The lack of decent telecommunications available to rural and regional businesses - affectionately known by some as the ‘data drought’ - will continue for the foreseeable future, despite a regulatory ruling on network competition.
In early May the Australian Competition and Consumer Commission (ACCC) announced its decision not to declare wholesale domestic mobile roaming.
Domestic mobile roaming is where companies can direct their customers’ mobile phone transmissions through another company’s towers and equipment. Telecommunication companies are already free to come to commercial arrangements with each other to share towers, but the ACCC had been considering whether it should make roaming mandatory.
In the wake of the decision, Cotton Australia reiterated its call for networks and regulators to boost telecommunications coverage in regional areas.
Let me reassure the industry that we have not forgotten that increased competition is important. However, at this point we believe it is more crucial to bolster the regional network and improve basic telecommunications services. For some growers, these basic services are not available at all.
We have not forgotten that increased competition is important.

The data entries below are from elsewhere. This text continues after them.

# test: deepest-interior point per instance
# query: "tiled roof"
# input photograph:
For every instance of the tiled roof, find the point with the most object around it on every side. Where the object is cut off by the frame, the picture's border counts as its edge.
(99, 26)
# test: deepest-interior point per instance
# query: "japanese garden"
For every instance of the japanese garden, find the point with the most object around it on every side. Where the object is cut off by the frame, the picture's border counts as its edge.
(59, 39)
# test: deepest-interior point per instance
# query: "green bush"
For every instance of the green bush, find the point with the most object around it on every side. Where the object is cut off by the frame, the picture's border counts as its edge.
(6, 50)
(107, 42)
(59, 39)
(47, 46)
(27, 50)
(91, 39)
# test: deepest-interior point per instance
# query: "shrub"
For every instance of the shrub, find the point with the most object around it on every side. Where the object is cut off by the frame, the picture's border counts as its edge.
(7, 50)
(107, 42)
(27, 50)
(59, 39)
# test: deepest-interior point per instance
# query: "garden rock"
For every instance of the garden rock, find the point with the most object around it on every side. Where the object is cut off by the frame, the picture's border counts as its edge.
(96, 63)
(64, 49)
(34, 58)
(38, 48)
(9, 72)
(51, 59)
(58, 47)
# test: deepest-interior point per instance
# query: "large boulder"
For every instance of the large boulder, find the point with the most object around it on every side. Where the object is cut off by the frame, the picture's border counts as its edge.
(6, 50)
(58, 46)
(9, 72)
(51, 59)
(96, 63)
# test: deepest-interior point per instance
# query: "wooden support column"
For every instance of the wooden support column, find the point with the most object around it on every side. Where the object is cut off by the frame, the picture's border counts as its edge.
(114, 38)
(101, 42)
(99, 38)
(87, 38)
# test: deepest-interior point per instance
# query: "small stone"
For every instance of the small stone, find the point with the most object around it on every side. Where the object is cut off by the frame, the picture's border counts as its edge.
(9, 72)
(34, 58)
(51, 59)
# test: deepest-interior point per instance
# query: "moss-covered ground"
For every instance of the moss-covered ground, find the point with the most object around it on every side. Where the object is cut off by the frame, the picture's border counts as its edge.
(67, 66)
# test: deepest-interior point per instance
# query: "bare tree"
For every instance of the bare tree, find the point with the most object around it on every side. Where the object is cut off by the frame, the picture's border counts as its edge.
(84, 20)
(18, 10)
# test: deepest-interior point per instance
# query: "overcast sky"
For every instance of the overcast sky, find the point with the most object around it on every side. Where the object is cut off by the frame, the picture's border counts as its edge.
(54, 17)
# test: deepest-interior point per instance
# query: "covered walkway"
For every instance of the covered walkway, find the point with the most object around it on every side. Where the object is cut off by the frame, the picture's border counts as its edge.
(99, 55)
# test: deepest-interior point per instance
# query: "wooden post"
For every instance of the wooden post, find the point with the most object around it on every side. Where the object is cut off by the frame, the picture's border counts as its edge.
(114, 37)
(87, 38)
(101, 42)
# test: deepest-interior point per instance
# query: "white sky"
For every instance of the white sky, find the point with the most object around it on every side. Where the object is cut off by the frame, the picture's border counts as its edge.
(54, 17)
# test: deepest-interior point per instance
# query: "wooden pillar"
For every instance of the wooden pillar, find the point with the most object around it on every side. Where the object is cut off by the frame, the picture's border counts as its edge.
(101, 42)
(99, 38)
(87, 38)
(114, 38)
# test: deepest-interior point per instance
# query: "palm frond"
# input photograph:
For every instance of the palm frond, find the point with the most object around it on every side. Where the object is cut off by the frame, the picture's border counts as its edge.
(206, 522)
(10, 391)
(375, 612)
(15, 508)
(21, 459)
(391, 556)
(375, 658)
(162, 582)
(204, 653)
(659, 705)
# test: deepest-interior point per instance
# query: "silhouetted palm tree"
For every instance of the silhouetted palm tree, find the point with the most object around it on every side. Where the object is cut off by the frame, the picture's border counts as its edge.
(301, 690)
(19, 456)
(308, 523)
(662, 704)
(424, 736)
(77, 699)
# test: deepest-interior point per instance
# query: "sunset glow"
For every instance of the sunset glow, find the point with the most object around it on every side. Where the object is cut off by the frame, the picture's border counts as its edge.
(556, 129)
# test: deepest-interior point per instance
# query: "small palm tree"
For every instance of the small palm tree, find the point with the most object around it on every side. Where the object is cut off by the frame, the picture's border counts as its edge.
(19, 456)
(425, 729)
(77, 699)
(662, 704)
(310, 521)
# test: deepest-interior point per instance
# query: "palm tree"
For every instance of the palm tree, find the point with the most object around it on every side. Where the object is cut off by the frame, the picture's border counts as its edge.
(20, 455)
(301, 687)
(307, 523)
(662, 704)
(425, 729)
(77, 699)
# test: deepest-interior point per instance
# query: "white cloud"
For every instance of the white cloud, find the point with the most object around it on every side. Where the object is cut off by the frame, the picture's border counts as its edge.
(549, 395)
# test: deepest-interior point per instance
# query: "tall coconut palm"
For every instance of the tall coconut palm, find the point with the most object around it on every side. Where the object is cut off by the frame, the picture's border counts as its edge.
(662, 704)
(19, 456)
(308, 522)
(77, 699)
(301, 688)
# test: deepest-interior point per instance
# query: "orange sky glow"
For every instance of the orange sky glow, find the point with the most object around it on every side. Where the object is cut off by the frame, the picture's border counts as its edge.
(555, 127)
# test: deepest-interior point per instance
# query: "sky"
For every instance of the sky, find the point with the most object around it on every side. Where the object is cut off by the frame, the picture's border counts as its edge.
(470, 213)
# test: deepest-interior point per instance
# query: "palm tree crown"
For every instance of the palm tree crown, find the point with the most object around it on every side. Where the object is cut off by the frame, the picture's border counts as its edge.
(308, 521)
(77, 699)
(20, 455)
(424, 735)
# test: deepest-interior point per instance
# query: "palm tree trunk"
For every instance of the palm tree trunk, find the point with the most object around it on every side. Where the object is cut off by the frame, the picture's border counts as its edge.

Our fear, to date, has been that the introduction of mandatory roaming may significantly reduce a company’s incentive to invest in extending and improving the existing mobile footprint. In this environment, it is fair to say we need to crawl towards adequate coverage, accessible and reliable networks before we sprint towards the ultimate goal of full competition across a world-class system.
However, expanded coverage and increased competition are not mutually exclusive – there are other innovative levers the ACCC could pull to increase competition, such as incentivising infrastructure sharing and promoting co-investment. City dwellers and business operators in metropolitan areas take mobile phone coverage for granted, but as many growers understand, coverage in rural and regional areas is patchy or non-existent.